Sometimes, the solution to a problem is … another problem.
Last year, 32 low-income residents of Richmond, Calif., participated in Solar Richmond, a training program for installing solar panels. Within weeks of completing the program, all of them interviewed with potential employers. In New York, an organization called Sustainable South Bronx has helped low-income workers transition from welfare to living-wage jobs in the environmental sector. Green For All, a national organization, was launched last September with the goal of connecting low-income youth with so-called “green-collar jobs” in Oakland, Detroit, Baltimore and New Orleans. And when presidential candidate Hillary Clinton visited Asheville, she promised to focus on creating “clean, renewable-energy jobs” if elected president.
Dan LeRoy believes Asheville is ripe for a similar endeavor. LeRoy, who works for the locally based Clean Air Community Trust, has been tracking these national efforts with great interest. At a May 1 forum held in the community center at the Pisgah View Apartments, a West Asheville public-housing complex, he laid out his vision for a local “green-collar” job-training program that would target low-income youth. Meanwhile, seed grants from Progress Energy’s Community Energy Advisory Council will place some public-housing residents in a short-term green-job training program within the next few months.
Disconnected youth
Community partnership was a central theme of the May 1 forum, and there appeared to be widespread interest in the embryonic program. Among the 40 or more people in attendance were representatives from the Asheville Housing Authority, the Asheville City Schools, Appalachian Energy, Progress Energy, the Western North Carolina Green Building Council, Clean Water for North Carolina, as well as local high-school and college students. Local artist/activist DeWayne Barton, who’s partnering with LeRoy to develop the program, kicked things off with a passionate spoken-word performance, accompanied by high-school student Dre Payton on African drum.
Asheville Housing Authority staffer Cathy Holt announced that her agency has received a $4,550 seed grant from Progress Energy’s Community Energy Advisory Council to train five public-housing residents in solar-panel installation. In addition, she noted, “We have been in conversations with Appalachian Energy about doing a solar-hot-water retrofit” on one of the city’s public-housing complexes, though she cautioned, “It’s not by any means a done deal.” Another CEAC grant, this one for $7,000, will help the Clean Air Community Trust conduct a pilot program connecting a few low-income residents with training in retrofitting homes for energy-efficiency.

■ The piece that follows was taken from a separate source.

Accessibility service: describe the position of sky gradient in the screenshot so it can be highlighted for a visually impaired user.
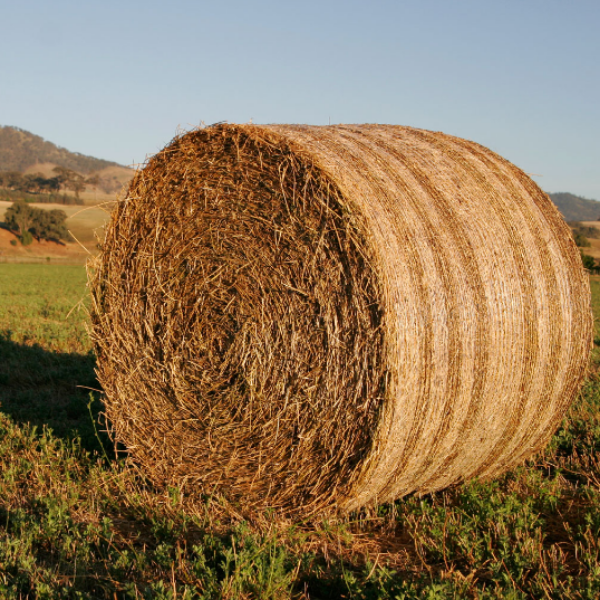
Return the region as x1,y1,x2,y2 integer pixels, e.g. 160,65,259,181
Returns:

After that, LeRoy pitched his long-term plan: creating an asheville youth climate corps. The program would provide job training, internships and other forms of support to prepare low-income youth ages 17 through 20 for employment in the environmental sector. In Asheville, 32 percent of African-Americans reportedly live below the poverty line, said LeRoy, citing 2000 U.S. Census data. He also noted a growing number of what he termed “disconnected youth” who are neither working nor in school.
Meanwhile, there’s a growing interest in “green-collar jobs”—environmentally friendly gigs that don’t require extensive training and offer good opportunities for advancement. An entry-level solar technician, for example, could earn $12 an hour to start, noted David Wallace of Appalachian Energy, who attended the forum. And if that person later became a crew leader, their hourly wage would jump to almost $20, he said.
As LeRoy envisions it, the program would provide local green businesses with youth interns and tap into national resources for funding. It would be guided by the philosophy of Green For All founder Van Jones, who’s drumming up national enthusiasm for the idea of tackling poverty and environmental issues in one go under the catch phrase “Pathways Out of Poverty.”
The forum also featured a youth panel, with local high-school and Warren Wilson College students presenting their findings on research they’d done to determine the level of community interest in such a program.
A question of survival
Amid a generally enthusiastic reception, a few questions were raised. A local high-school teacher cautioned the organizers, saying disenfranchised youth can be tough to reach. “They’re not thinking about the environment—they’re thinking about survival,” she said. “They may not come in with the attitude you might expect.”
And another Housing Authority staffer wondered, “What about the adults who don’t have jobs right now?”
Pisgah View resident Robert White, who founded the Pisgah View Community Peace Garden, had yet another concern. “What is going to be done to reach … the kids who are involved in criminal activity and selling drugs?” he wanted to know. He also emphasized the need for self-sufficiency in communities struggling with poverty, saying, “It has to happen on our terms.”
In response, LeRoy said he hoped that everyone at the table would help shape the initiative’s future. “It’s going to take all of us being involved,” he said, “to come up with solutions to these kind of problems.”